I would like to generate a multipart byte range response. Is there a way for me to do it without scanning each segment I am about to send out, since I need to generate multipart boundary strings?
For example, I can have a user request a byterange that would have me fetch and scan 2GB of data, which in my case involves me loading that data into my (slow) VM as strings and so forth. Ideally I would like to simply state in the response that a part has a length of a certain number of bytes, and be done with it. Is there any tooling that could provide me with this option? I see that many developers just grab a UUID as the boundary and are probably willing to risk a tiny probability that it will appear somewhere within the part, but that risk seems to be small enough multiple people are taking it?
To explain in more detail: scanning the parts ahead of time (before generating the response) is not really feasible in my case since I need to fetch them via HTTP from an upstream service. This means that I effectively have to prefetch the entire part first to compute a non-matching multipart boundary, and only then can I splice that part into the response.
Assuming the data can be arbitrary, I don’t see how you could guarantee absence of collisions without scanning the data.
If the format of the data is very limited (like... base 64 encoded?), you may be able to pick a boundary that is known to be an illegal sequence of bytes in that format.
Even if your boundary does collide with the data, it must be followed by headers such as Content-Range, which is even more improbable, so the client is likely to treat it as an error rather than consume the wrong data.
Major Web servers use very simple strategies. Apache grabs 8 random bytes at startup and renders them in hexadecimal. nginx uses a sequential counter left-padded with zeroes.
UUIDs are designed to avoid collisions with other UUIDs, not with arbitrary data. A UUID is no more likely to be a good boundary than a completely random string of the same length. Moreover, some UUID variants include information that you may not want to disclose, such as your machine’s MAC address.
Ideally I would like to simply state in the response that a part has a length of a certain number of bytes, and be done with it. Is there any tooling that could provide me with this option?
Maybe you can avoid supporting multiple ranges and simply tell the clients to request each range separately. In that case, you don’t use the multipart format, so there is no problem.
If you do want to send multiple ranges in one response, then RFC 7233 requires the multipart format, which requires the boundary string.
You can, of course, invent your own mechanism instead of that of RFC 7233. In that case:
You cannot use 206 (Partial Content).

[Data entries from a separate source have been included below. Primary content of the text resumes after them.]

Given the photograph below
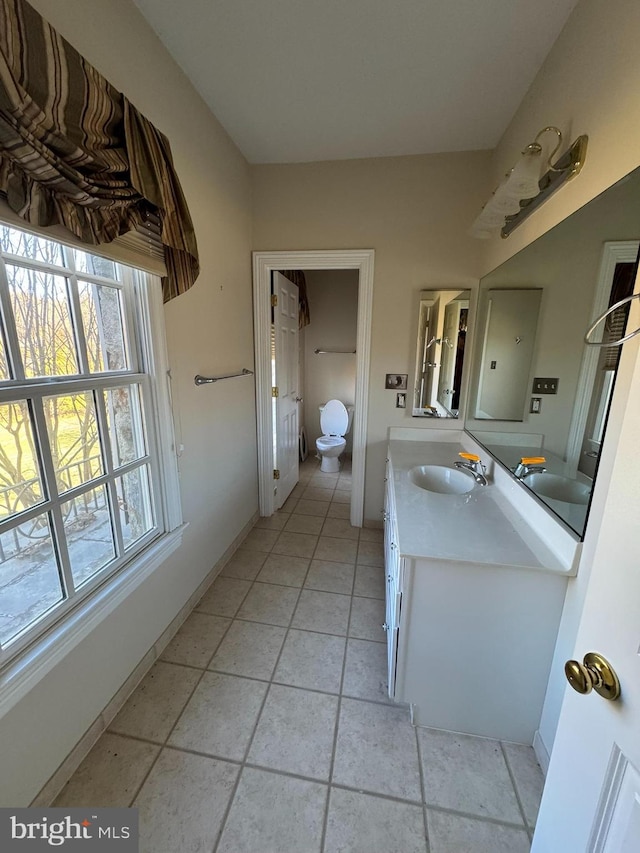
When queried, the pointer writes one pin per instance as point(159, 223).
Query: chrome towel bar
point(206, 380)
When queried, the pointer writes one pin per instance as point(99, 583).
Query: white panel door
point(591, 802)
point(285, 369)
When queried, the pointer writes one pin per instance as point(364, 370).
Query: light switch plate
point(545, 386)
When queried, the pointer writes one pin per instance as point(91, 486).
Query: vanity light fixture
point(524, 189)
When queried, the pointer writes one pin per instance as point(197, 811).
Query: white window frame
point(61, 631)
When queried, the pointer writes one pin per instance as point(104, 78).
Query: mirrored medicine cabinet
point(443, 318)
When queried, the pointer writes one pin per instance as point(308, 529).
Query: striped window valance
point(75, 152)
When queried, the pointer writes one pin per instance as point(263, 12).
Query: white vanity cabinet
point(471, 626)
point(393, 571)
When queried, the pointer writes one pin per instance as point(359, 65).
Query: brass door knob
point(594, 673)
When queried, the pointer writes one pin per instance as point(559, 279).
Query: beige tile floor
point(265, 727)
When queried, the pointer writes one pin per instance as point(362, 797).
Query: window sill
point(24, 673)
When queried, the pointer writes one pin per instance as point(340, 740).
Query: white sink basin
point(441, 480)
point(559, 488)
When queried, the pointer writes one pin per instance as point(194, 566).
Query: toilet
point(335, 422)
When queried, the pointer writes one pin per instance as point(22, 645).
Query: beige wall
point(414, 212)
point(209, 331)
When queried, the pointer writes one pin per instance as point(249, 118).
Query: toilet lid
point(334, 418)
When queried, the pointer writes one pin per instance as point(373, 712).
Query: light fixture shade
point(523, 182)
point(504, 202)
point(481, 232)
point(491, 217)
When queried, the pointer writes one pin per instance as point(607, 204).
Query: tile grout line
point(323, 836)
point(422, 790)
point(515, 790)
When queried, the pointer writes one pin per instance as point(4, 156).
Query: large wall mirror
point(443, 316)
point(555, 404)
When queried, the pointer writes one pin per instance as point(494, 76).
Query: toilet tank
point(350, 409)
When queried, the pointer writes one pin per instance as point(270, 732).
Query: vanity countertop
point(481, 526)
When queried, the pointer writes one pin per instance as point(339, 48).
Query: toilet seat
point(334, 418)
point(327, 441)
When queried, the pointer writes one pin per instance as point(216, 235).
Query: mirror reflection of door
point(454, 335)
point(284, 363)
point(508, 344)
point(425, 354)
point(442, 329)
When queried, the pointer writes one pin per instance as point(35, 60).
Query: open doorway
point(264, 263)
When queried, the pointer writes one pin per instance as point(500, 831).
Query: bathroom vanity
point(475, 587)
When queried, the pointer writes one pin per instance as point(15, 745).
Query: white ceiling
point(304, 80)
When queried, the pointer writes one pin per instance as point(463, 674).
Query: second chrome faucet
point(471, 463)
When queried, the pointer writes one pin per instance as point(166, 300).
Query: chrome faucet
point(529, 465)
point(471, 463)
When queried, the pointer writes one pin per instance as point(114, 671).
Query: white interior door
point(285, 379)
point(591, 802)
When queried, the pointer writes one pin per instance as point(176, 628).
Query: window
point(82, 475)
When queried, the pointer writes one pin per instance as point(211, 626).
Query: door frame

You must use 200 (OK) or some other applicable status code.
You cannot use the multipart/byteranges media type. You must come up with your own media type.
You cannot use the Range request header.
Because a 200 (OK) response to a GET request is supposed to carry a (full) representation of the resource, you must do one of the following:
encode the requested ranges in the URL; or
use something like POST instead of GET; or
use a custom, non-standard status code instead of 200 (OK); or
(not sure if this is a correct approach) use media type parameters, send them in Accept, and add Accept to Vary.
The chunked transfer coding may be useful, but you cannot rely on it alone, because it is a property of the connection, not of the payload.